7. Discussion and Limitations

In this study, a systematic numerical simulation analysis was carried out on the optimization of stope structure parameters and the adaptability of mining and filling synergistic process under high-ground-stress conditions. Meanwhile, an optimization strategy with engineering feasibility is proposed based on the practical engineering conditions/considerations. However, there are still several limitations in the following respects, which need to be further improved in follow-up studies:
  • This study primarily employed static simulation methods, without considering time-dependent effects such as creep, stress relaxation, and long-term stress redistribution. In a deep high-stress environment, these effects may lead to a degradation in the mechanical performance of the surrounding rock or the failure of the supporting system, thereby increasing the risk of engineering disasters.
  • The influence of instantaneous stress caused by blasting disturbance on the stability of the surrounding rock structure during roadway excavation and stope mining is not fully taken into account. In the actual blasting process, the effects of micro-crack expansion and stress superposition may appear, which will amplify the risk of surrounding rock instability.
  • The surrounding rock is regarded as an ideal homogeneous isotropic medium. However, in actual engineering conditions, rock masses are typically characterized by discontinuities such as joints, fissures, bedding structures, and fault zones. These geological structures will affect the stress transfer and failure mechanisms, potentially causing deviations between simulated and actual outcomes.
Overall, this study serves as a phased achievement aimed at providing theoretical support and technical solutions for stope structure optimization and ground pressure control at the Ruihai Gold Mine. As the mine enters the production phase, the research framework will be progressively refined through the integration of field experiments, blasting simulations, and detailed geological reconstructions. These efforts will enhance the correlation between simulation outcomes and real engineering conditions, thereby improving the practical applicability of the results.

Author Contributions

Conceptualization, Y.L. and R.Z.; Methodology, Y.L., F.W. and K.Z.; software, R.Z. and C.Y.; validation, C.Y. and F.W.; formal analysis, Y.L., R.Z. and C.Q.; investigation, F.W.; resources, K.Z. and J.L.; data curation, C.Q.; supervision, K.Z.; writing—original draft preparation, Y.L. and R.Z.; writing—review and editing, Y.L., K.Z. and J.L.; visualization, C.Y. and R.Z.; project administration, J.L.; funding acquisition, Y.X. All authors have read and agreed to the published version of the manuscript.

Funding

The authors are grateful for the financial support by the State Key Laboratory of Safety and Health for Metal Mines (No. 2023-JSKSSYS-05).

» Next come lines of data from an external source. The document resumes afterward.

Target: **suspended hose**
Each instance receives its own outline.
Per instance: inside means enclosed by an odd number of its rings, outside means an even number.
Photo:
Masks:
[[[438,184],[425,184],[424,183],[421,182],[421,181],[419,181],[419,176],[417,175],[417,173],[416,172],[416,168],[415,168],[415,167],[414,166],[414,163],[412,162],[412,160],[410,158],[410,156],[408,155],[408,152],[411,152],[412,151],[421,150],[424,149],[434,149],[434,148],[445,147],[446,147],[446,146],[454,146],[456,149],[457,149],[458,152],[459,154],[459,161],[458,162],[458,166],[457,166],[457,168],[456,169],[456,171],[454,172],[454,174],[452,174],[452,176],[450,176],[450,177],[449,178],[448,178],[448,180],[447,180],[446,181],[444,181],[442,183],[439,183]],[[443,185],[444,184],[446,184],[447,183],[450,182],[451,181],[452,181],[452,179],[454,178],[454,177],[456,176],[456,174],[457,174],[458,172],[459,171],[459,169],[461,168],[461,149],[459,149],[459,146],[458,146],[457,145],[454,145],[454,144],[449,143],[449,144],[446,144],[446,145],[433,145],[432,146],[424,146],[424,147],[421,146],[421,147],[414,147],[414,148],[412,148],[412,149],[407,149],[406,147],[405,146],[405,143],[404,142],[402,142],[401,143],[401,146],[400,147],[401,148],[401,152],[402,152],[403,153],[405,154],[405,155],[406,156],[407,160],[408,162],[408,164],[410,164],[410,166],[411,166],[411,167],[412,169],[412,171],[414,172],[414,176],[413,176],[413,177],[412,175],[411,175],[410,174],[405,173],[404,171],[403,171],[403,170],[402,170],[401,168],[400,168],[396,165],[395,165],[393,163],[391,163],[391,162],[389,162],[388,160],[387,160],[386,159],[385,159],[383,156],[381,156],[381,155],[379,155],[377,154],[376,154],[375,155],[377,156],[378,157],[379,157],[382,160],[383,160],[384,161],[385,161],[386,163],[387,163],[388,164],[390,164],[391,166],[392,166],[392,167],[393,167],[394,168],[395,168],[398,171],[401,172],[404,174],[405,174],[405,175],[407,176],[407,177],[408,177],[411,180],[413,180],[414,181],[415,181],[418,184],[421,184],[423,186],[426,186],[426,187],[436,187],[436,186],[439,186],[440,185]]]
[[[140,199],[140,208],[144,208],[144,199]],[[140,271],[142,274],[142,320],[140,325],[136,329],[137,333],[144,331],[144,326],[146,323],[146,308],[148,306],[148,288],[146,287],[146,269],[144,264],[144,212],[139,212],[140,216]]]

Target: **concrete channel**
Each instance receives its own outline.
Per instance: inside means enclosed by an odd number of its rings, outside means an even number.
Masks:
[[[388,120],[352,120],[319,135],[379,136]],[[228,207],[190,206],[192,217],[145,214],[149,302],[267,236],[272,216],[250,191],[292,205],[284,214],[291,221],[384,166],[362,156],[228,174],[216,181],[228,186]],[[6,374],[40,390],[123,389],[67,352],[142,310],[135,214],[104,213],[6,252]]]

Institutional Review Board Statement

Not applicable.

Informed Consent Statement

Not applicable.

Data Availability Statement

The data presented in this study are available upon request from the corresponding author. If any researcher is in need of the data and codes, email: ryan52532024@163.com.

Conflicts of Interest

Authors Chaoyang Que and Fengfeng Wu were employed by the company Zijin Mining Group Company Limited. The remaining authors declare that the research was conducted in the absence of any commercial or financial relationships that could be construed as a potential conflict of interest.

References

  1. Janiszewski, M.; Pontow, S.; Rinne, M. Industry Survey on the Current State of Stope Design Methods in the Underground Mining Sector. Energies 2022, 15, 240. [Google Scholar] [CrossRef]
  2. Li, P.; Cai, M. Challenges and New Insights for Exploitation of Deep Underground Metal Mineral Resources. Trans. Nonferrous Met. Soc. China 2021, 31, 3478–3505. [Google Scholar] [CrossRef]
  3. Luo, Y.; Xu, K.; Huang, J.; Li, X.; Liu, T.; Qu, D.; Chen, P. Impact Analysis of Pressure-Relief Blasting on Roadway Stability in a Deep Mining Area under High Stress. Tunn. Undergr. Space Technol. 2021, 110, 103781. [Google Scholar] [CrossRef]
  4. Liu, H.; Ma, T.; Lin, Y.; Peng, K.; Hu, X.; Xie, S.; Luo, K. Deep Learning in Rockburst Intensity Level Prediction: Performance Evaluation and Comparison of the NGO-CNN-BiGRU-Attention Model. Appl. Sci. 2024, 14, 5719. [Google Scholar] [CrossRef]
  5. Wang, X.; Liu, W.; Jiang, X.; Zhang, Q.; Wei, Y. Evolution Characteristics of Overburden Instability and Failure under Deep Complex Mining Conditions. Geofluids 2022, 2022, 6418082. [Google Scholar] [CrossRef]
  6. Xu, Y.; Li, G.; Huang, C.; Wang, J.; Liu, L.; Shao, H. Study on Safety Mining Technology of Gob in Stopping Face by Replacing Pressure Equalization with Gob Pumping—A Case Study of Sitai Mine. Appl. Sci. 2024, 14, 5965. [Google Scholar] [CrossRef]
  7. Falaknaz, N.; Aubertin, M.; Li, L. Numerical Investigation of the Geomechanical Response of Adjacent Backfilled Stopes. Can. Geotech. J. 2015, 52, 1507–1525. [Google Scholar] [CrossRef]
  8. Bouharaoua, L.-M.; Chavali, R.V.P.; Levesque, Y.; Saeidi, A. Probabilistic and Deterministic Approach to Define the Vertical Stress in Inclined Mine Stopes. Int. J. Geomech. 2025, 25, 04025059. [Google Scholar] [CrossRef]
  9. Raffaldi, M.J.; Seymour, J.B.; Richardson, J.; Zahl, E.; Board, M. Cemented Paste Backfill Geomechanics at a Narrow-Vein Underhand Cut-and-Fill Mine. Rock Mech. Rock Eng. 2019, 52, 4925–4940. [Google Scholar] [CrossRef]
  10. Skrzypkowski, K. 3D Numerical Modelling of the Application of Cemented Paste Backfill on Displacements around Strip Excavations. Energies 2021, 14, 7750. [Google Scholar] [CrossRef]
  11. Yu, Q.; Chen, X.; Dai, Z.; Nei, L.; Soltanian, M.R. Numerical Investigation of Stress Distributions in Stope Backfills. Period. Polytech.-Civ. Eng. 2018, 62, 533–538. [Google Scholar] [CrossRef]
  12. Zhou, Z.; Huang, Y.; Zhao, C. Microseismic Monitoring and Disaster Warning via Mining and Filling Processes of Residual Hazardous Ore Bodies. Minerals 2024, 14, 948. [Google Scholar] [CrossRef]
  13. Li, H.; Zu, H.; Zhang, K.; Qian, J. Study on Filling Support Design and Ground Pressure Monitoring Scheme for Gob-Side Entry Retention by Roof Cutting and Pressure Relief in High-Gas Thin Coal Seam. Int. J. Environ. Res. Public Health 2022, 19, 3913. [Google Scholar] [CrossRef] [PubMed]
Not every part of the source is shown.